The court further held, as a second condition, that the language of the instrument does not disclose an intention to bind Kaufman and plaintiff to buy the stock irrespective of a dividend and/or bonus from Bronson, and does not disclose an intention to bind defendant to sell to plaintiff and Kaufman for cash. It was the intention of the parties that defendant would be bound to sell only if Bronson paid or should have paid a dividend and/or bonus. The court then found as a matter of fact that Bronson was never in a financial position to justify a dividend and/or bonus.
This is a law action in which the judge tried the case without a jury. His opinion discloses certain findings of fact supported by competent evidence. It has been repeatedly stated that this Court will not substitute its judgment in such a case unless the evidence clearly preponderates in the opposite direction. Patton v. Oakman, 298 Mich. 672; Mallory v. Pitcairn, 307 Mich. 40; Rose v. Paint Manufacturers, Inc., 311 *232 Mich 428; Moller v. Sirhal, 342 Mich. 391; Zarzecki v. Hatch, 347 Mich. 138 (62 ALR2d 284).
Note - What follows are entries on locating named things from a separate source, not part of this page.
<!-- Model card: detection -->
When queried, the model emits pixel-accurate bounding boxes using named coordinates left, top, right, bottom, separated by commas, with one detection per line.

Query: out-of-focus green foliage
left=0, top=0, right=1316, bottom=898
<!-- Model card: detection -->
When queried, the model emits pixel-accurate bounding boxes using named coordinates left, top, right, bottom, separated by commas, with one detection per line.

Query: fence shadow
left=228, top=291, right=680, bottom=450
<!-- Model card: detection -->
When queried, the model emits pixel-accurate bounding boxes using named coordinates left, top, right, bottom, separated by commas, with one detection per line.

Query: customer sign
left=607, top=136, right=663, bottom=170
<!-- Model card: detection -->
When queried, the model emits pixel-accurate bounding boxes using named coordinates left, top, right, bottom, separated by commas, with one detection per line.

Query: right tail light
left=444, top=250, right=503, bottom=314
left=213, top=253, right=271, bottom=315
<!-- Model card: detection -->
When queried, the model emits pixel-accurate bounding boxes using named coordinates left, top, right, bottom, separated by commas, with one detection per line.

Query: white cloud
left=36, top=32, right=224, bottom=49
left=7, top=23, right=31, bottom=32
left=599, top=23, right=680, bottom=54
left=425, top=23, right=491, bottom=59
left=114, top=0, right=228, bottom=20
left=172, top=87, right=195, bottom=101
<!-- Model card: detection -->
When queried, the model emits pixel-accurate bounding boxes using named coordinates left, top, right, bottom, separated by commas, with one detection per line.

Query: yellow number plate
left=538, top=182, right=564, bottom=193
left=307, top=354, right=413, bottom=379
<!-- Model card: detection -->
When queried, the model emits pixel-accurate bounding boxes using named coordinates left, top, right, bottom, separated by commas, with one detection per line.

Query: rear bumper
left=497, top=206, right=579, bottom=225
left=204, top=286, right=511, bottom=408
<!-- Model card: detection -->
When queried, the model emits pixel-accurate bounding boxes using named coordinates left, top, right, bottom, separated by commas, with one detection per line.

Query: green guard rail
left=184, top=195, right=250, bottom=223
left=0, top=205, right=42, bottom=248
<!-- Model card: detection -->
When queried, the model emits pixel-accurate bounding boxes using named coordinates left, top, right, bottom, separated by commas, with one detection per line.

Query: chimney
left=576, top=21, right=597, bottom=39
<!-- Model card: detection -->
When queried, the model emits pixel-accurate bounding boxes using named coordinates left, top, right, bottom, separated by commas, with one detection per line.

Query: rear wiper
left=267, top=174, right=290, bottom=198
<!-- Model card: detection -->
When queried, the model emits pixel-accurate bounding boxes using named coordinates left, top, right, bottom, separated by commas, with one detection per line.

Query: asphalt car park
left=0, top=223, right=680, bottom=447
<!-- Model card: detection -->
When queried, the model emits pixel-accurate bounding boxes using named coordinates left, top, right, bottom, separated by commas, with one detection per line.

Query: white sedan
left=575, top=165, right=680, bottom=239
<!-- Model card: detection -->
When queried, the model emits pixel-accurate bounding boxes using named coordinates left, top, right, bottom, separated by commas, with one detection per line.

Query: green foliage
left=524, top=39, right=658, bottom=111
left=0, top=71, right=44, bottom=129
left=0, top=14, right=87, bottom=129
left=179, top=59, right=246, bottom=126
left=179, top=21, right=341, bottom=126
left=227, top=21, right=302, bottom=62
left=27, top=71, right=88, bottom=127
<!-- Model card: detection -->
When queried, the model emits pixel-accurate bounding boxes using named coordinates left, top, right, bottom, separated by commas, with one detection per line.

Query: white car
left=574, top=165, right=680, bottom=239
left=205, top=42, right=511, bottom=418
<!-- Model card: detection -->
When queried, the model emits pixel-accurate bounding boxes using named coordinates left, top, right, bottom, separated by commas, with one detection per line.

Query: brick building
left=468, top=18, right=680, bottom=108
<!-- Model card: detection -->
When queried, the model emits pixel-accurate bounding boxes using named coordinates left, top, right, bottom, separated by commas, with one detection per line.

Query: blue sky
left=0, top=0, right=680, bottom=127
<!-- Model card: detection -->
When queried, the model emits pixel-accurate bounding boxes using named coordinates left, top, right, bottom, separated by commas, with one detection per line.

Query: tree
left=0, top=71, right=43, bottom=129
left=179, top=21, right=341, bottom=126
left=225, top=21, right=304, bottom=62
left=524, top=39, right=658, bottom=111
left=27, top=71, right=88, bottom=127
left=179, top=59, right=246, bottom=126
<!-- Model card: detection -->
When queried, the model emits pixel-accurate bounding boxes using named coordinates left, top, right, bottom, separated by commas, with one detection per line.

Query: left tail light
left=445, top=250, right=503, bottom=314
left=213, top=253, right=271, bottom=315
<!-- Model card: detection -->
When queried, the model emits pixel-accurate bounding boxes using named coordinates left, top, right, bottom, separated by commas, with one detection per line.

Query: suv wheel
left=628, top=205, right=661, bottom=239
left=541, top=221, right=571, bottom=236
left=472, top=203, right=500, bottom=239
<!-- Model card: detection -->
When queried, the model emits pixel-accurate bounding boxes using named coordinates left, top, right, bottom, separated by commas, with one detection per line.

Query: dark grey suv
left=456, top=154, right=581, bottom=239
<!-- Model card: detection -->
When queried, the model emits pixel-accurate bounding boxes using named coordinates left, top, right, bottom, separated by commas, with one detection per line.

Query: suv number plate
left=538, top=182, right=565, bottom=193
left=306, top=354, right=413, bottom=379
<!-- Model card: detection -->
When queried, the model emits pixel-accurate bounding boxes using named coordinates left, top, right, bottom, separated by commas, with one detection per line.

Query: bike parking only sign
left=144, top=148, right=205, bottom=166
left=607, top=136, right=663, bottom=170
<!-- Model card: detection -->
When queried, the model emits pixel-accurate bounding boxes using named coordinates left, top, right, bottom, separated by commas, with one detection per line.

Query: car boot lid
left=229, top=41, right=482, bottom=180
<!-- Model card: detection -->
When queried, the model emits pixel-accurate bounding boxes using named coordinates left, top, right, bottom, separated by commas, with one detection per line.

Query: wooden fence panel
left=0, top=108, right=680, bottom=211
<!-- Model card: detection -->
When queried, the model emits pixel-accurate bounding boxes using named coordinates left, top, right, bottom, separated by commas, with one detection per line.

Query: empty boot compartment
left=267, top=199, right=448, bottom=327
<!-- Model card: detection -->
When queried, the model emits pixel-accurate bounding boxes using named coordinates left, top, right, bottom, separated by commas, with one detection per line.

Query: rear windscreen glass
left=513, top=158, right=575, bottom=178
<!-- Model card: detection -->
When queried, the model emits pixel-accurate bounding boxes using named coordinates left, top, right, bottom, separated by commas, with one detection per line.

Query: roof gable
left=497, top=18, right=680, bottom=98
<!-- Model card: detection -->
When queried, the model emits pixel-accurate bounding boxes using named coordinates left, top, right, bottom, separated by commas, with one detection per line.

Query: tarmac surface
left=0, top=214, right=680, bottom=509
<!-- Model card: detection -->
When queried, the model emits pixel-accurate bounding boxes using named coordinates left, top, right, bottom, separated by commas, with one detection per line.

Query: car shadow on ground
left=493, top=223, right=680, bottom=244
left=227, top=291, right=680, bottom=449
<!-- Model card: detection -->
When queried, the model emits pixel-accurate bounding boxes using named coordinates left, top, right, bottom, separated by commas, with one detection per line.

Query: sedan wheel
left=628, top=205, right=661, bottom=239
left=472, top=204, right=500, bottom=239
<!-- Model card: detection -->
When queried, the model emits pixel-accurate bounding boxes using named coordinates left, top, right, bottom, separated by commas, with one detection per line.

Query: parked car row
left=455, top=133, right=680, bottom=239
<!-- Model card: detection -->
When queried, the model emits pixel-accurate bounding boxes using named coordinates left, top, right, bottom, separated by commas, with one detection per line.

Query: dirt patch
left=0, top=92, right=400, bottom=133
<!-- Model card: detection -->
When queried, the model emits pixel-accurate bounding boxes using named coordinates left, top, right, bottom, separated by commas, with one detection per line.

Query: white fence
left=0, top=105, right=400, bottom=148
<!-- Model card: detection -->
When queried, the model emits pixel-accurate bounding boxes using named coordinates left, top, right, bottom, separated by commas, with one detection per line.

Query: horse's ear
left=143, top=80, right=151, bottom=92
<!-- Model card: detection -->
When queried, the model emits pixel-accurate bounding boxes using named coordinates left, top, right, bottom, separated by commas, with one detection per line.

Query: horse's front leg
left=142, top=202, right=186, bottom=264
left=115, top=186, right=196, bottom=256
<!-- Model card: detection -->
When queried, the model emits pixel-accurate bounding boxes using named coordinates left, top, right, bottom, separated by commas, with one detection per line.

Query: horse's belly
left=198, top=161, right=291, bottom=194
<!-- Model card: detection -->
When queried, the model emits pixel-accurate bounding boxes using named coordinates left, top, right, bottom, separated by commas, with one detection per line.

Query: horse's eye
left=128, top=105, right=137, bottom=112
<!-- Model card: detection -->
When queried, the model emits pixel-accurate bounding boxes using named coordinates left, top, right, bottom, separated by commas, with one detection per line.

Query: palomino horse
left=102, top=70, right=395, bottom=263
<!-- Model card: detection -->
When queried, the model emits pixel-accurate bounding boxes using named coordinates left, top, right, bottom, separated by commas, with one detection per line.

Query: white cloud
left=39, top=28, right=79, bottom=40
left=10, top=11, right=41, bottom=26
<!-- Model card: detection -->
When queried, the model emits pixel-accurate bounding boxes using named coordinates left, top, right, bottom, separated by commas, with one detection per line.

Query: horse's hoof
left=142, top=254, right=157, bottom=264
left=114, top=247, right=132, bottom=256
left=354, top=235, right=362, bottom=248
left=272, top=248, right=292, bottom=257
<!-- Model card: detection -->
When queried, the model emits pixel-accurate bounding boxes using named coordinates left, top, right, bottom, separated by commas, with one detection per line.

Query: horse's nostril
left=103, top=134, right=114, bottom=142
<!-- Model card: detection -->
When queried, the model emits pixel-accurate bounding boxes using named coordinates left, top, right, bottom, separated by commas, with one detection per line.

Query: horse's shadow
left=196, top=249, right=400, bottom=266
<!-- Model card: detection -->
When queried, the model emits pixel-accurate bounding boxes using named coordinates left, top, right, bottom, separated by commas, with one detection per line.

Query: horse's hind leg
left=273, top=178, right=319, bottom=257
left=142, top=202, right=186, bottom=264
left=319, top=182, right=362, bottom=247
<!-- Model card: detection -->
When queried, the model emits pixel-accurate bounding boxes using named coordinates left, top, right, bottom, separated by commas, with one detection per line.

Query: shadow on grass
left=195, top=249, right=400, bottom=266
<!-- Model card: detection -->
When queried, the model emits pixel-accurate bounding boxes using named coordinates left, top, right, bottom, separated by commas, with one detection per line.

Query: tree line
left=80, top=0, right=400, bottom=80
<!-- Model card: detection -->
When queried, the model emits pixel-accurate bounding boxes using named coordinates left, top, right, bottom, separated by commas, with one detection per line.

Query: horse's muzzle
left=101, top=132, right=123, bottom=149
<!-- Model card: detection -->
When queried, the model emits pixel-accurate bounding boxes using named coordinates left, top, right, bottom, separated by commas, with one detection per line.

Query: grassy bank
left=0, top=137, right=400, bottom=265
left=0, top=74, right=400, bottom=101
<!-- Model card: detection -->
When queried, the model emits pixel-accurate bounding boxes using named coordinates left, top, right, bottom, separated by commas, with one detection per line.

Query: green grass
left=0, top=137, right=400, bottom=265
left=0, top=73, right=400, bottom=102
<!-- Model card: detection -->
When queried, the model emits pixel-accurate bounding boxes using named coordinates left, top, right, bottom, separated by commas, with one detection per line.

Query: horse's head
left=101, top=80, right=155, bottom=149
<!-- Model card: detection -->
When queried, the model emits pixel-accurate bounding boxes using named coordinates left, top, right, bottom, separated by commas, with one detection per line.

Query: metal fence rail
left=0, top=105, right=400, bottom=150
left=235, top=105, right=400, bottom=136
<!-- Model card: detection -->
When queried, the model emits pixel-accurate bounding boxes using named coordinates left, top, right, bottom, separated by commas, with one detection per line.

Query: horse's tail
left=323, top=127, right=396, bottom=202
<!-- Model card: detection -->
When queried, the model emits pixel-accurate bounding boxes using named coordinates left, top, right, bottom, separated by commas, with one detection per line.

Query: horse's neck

We recognize that the court had an opportunity to see the witnesses testify, to observe their demeanor in the courtroom, and was in a far better position than is the appellate court to determine which one of the witnesses was telling the truth.
The record discloses testimony by the defendant that the plaintiff was present at the stockholders' meeting on January 10, 1951, and actually signed the minutes which contained a clause cancelling all previous contracts as to purchase of company stock. It was the testimony of plaintiff that this clause was not in the minutes at the time they were signed by him. There was testimony by witnesses that it was in the minutes, that it was understood by plaintiff, and that it was the subject of discussion for weeks prior to the meeting.
The trial court, sitting without a jury, determined the fact to be that the December 3, 1948, agreement was canceled.
The record discloses that plaintiff worked for Bronson from January 10, 1951, until May, 1956, without making any demand upon defendant for the stock. This would seem to reasonable people to indicate that he too believed the stock arrangement had been canceled. The fact that he had his salary increased many times by the incentive arrangement made at the January 10, 1951, meeting, and that he accepted it from then until May, 1956, might indicate to the trial court that he fully understood that the stock arrangement had been canceled. The court having so found from the instruments themselves, the record and testimony of the parties, we cannot say that such a finding was against the preponderance of the evidence.
It is apparent that if the stock arrangement was canceled January 10, 1951, then plaintiff had no right *233 of action for damages against defendant based upon the 1948 written agreement in May and June of 1956 when demand was made.
In view of this disposition of the main problem, the other arguments and contentions of plaintiff-appellant, which have been given serious consideration, need not be answered.
The judgment of no cause for action must be affirmed. Costs shall be taxed in favor of appellee.
DETHMERS, C.J., and CARR, KELLY, SMITH, BLACK, EDWARDS, and VOELKER, JJ., concurred.